Peanut butter crackers provide quick energy due to their carbs and healthy fats from the peanut butter. However, many store-bought versions can be high in sodium, sugar, and unhealthy fats. Choosing whole-grain crackers and natural peanut butter can offer a healthier option with more fiber and fewer additives.
The typical serving size for peanut butter crackers is 6 crackers, which usually contains around 190-210 calories, depending on the brand. To keep portions healthy, pair them with fresh vegetables or a piece of fruit to balance your snack.

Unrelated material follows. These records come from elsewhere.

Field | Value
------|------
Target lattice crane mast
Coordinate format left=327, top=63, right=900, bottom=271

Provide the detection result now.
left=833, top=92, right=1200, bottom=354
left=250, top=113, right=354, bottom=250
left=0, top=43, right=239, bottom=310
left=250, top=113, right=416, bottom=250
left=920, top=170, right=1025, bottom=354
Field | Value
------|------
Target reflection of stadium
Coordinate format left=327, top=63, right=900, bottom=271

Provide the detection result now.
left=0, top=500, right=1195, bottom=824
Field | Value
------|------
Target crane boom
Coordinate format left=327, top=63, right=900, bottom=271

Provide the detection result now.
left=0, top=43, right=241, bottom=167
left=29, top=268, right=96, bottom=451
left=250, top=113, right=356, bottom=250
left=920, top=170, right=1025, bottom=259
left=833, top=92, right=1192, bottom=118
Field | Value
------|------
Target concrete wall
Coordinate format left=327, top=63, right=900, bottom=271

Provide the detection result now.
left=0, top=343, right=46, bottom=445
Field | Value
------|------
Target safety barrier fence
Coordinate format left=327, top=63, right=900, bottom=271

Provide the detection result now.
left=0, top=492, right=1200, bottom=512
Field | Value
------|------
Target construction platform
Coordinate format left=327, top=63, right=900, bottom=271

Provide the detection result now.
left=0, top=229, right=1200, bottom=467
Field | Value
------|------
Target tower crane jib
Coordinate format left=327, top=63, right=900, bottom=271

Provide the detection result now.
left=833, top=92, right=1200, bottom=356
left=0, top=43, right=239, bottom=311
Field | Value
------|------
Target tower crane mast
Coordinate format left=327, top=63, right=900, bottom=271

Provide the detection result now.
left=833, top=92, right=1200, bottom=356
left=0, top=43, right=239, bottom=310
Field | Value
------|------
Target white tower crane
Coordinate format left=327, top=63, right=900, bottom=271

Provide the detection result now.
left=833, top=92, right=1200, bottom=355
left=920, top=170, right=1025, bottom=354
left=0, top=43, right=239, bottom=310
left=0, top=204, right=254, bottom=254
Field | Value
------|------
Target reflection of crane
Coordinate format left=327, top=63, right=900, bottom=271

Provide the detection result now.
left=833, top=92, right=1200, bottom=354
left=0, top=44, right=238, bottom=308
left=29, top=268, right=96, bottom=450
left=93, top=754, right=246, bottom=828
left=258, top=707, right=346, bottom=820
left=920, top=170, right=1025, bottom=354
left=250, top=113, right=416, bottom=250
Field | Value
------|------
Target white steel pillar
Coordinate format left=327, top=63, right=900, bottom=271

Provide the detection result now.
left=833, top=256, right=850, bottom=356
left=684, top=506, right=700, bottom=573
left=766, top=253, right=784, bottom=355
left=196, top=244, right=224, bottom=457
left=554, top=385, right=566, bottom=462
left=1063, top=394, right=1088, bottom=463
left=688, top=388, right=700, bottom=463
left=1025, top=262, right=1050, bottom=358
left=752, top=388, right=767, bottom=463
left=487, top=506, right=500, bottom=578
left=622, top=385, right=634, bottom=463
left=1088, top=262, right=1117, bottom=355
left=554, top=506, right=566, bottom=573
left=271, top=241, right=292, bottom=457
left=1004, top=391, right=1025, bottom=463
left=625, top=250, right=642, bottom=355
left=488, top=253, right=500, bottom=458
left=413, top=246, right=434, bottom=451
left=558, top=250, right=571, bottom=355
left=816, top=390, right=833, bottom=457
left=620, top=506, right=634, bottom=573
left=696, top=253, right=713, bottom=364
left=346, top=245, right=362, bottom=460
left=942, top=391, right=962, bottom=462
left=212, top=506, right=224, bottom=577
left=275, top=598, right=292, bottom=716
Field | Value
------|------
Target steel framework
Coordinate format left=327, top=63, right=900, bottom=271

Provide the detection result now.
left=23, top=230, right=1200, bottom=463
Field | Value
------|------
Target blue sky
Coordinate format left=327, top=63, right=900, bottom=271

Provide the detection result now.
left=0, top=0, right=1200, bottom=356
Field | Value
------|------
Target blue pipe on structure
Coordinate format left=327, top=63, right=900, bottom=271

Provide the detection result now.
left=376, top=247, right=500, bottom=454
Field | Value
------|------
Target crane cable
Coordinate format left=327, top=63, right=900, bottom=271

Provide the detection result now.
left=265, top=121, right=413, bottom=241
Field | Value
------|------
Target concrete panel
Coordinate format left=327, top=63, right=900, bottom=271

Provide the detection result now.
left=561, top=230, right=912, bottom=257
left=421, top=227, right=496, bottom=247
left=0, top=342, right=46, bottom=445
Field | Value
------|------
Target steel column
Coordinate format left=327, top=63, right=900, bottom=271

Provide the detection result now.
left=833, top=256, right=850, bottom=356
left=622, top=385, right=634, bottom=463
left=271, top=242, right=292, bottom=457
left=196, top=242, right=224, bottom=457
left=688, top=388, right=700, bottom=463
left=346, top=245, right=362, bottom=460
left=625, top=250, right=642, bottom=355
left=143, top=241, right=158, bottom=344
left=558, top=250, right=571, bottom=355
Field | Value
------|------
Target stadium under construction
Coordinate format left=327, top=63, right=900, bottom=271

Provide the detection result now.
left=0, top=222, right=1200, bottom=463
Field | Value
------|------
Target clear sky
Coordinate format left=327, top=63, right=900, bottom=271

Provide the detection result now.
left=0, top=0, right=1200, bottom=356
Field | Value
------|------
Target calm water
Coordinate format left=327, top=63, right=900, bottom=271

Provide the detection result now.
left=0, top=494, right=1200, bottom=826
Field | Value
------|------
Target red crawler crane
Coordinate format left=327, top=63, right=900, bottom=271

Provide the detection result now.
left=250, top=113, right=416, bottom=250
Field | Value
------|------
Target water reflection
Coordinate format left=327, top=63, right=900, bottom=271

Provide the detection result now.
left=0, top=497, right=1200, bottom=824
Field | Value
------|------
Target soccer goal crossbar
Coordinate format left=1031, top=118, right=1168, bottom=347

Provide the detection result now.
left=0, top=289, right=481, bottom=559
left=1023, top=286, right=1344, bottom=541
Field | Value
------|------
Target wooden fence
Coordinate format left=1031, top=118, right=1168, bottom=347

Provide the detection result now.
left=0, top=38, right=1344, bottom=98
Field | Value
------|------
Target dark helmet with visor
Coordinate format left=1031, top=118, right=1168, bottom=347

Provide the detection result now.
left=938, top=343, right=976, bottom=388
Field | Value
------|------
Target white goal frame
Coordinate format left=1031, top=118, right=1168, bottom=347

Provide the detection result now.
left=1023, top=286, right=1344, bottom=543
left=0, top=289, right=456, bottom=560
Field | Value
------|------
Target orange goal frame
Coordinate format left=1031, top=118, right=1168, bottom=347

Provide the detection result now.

Peanut butter crackers are higher in carbohydrates than nuts or protein bars but usually lower in protein. They offer convenience but often contain added sugars and refined grains. Nuts or protein bars can be better options for sustained energy and healthier fats.
Our nutrition data comes from trusted, authoritative sources to ensure accuracy and reliability. Below are specific scientific references and authoritative sources for this food item.
Additional Authoritative Sources:
Daily value percentages based on FDA guidelines. Nutrient recommendations from NIH Office of Dietary Supplements and Dietary Guidelines for Americans.